I was interested in exploring various questions about columnstore indexing this morning – and I realized I should probably blog about what I observed. This truly was just an exploration and not a formal test (call it semi-structured fiddling). Also, some of my “questions” were really just confirmations. While I believe what I read, I like to see things firsthand whenever possible.
Today I thought I would take a few minutes to explore columnstore index behavior on a 123,695,104 row fact table. My previous tests had been limited to < 10 million rows, which doesn’t really showcase columnstore index capabilities. So I thought I would experiment with higher numbers – although I still want to start the billion row testing scenarios at some point.
The experimentations took place on a SQL Server instance capped at 8GB of RAM max server memory and 8 logical processors. I used the FactInternetSales table from AdventureWorksDWDenali – increasing it to 123,695,104 rows.
I covered the entire fact table for my initial exploration (although as you’ll see, I made a few changes both to this index and also moving from a heap table to a clustered index):
CREATE NONCLUSTERED COLUMNSTORE INDEX [NonClusteredColumnStoreIndex-20120225-092018] ON [dbo].[FactInternetSales]
) WITH (DROP_EXISTING = OFF)
Remember that we can have up to 1,024 columns and that the concept of key columns and INCLUDE don’t apply here. Nor does the ASC or DESC keywords or creation of the columnstore index as clustered (only nonclustered is supported at this point).
Regarding the data types, we can cover the standard “business” ones – but not the “max”, LOB and xml flavors.
<quick aside> By the way – a shout out to Eric Hanson’s Columnstore Index references on the TechNet Wiki. These have been invaluable in understanding columnstore indexing and also revealing tools to help fish for your own answers. I love seeing this kind of high quality content coming directly from the Program Managers. I really hope that more PMs start updating their associated feature areas on TechNet Wiki in the future. When I first heard about TechNet Wiki I was more than a little dubious. We already have blogs, forums, BOL, papers, videos, etc. Why do we need another information channel? Seeing Eric’s content has totally shifted my opinion on this. The information is timely, fresh (you see it get updated frequently) and easily discoverable. It also allows for community participation and questions – which, if managed well – only helps the associated quality of the content. I don’t believe TechNet Wiki replaces BOL or other information channels, but I feel it has definitely earned a seat at the table. Again, I hope other PMs follow this lead – or alternatively use their blogs to heavily describe their feature areas (much like the great blog post series on the AlwaysOn Readable Secondary feature from Sunil Agarwal). Just doing periodic updates on their pet features can help do wonders for feature adoption and comprehension. </quick aside>
Back on task… The following are the various questions I asked and the various observations made….
Was tempdb used in creating the columnstore index on a heap table?

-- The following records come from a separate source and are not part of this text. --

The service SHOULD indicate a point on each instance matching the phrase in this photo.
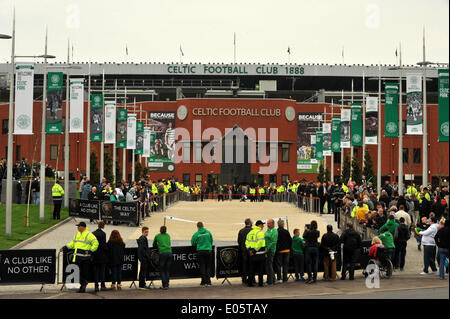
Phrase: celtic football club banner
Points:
(345, 128)
(443, 105)
(319, 145)
(96, 117)
(147, 135)
(23, 107)
(307, 125)
(110, 122)
(414, 104)
(391, 110)
(336, 135)
(371, 120)
(356, 124)
(54, 103)
(122, 116)
(131, 132)
(326, 139)
(139, 138)
(76, 106)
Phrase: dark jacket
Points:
(284, 239)
(242, 236)
(351, 239)
(143, 250)
(116, 251)
(100, 256)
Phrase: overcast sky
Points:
(316, 31)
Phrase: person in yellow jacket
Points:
(57, 194)
(256, 247)
(84, 243)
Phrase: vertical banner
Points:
(139, 138)
(110, 122)
(414, 104)
(54, 103)
(76, 106)
(319, 146)
(336, 134)
(391, 110)
(345, 128)
(371, 120)
(443, 105)
(122, 116)
(147, 136)
(162, 156)
(326, 139)
(23, 106)
(307, 125)
(131, 132)
(356, 124)
(96, 117)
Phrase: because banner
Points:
(23, 106)
(336, 134)
(443, 105)
(391, 110)
(371, 120)
(162, 154)
(54, 103)
(110, 122)
(307, 125)
(345, 128)
(76, 106)
(414, 118)
(356, 124)
(122, 116)
(96, 117)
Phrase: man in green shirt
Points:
(271, 238)
(162, 242)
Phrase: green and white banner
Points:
(414, 119)
(110, 122)
(336, 134)
(76, 105)
(345, 128)
(443, 105)
(319, 145)
(54, 103)
(122, 116)
(96, 117)
(147, 137)
(131, 132)
(139, 138)
(371, 120)
(391, 110)
(356, 124)
(23, 106)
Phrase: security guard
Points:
(57, 194)
(84, 243)
(256, 246)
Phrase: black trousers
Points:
(204, 257)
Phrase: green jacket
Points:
(390, 225)
(271, 238)
(298, 245)
(202, 239)
(387, 239)
(162, 241)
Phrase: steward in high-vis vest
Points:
(256, 246)
(57, 194)
(84, 243)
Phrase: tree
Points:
(356, 170)
(95, 174)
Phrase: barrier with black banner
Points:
(28, 266)
(185, 263)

I intentionally had tempdb configured to an initial small size with auto-growth enabled in order to see if it was used at all during the CREATE COLUMNSTORE INDEX against the 123 million row table (I could have looked through counters and other ways too – this was just a side effect observation). The answer? It was not used (staying at a very small value of 10 MBs).
How do things look in sys.indexes and sys.index_columns?
Nothing terribly interesting – except that the is_included_column is a value of “1”:
Anything interesting in sys.column_store_dictionaries?
Most definitely… This was a pretty illuminating catalog to query. A few of the observations:
· There were 149 rows across the 26 columns defined in the index.
· 25 columns had one row – and 1 column had 125 rows. Not surprisingly – the SalesOrderNumber was the column with 125 entries. This is also the column I populated with a random GUID that I converted to nvarchar(20) for new entries to the table. The values for this column, while not constrained, were nearly unique in my test (with the exception of the base data).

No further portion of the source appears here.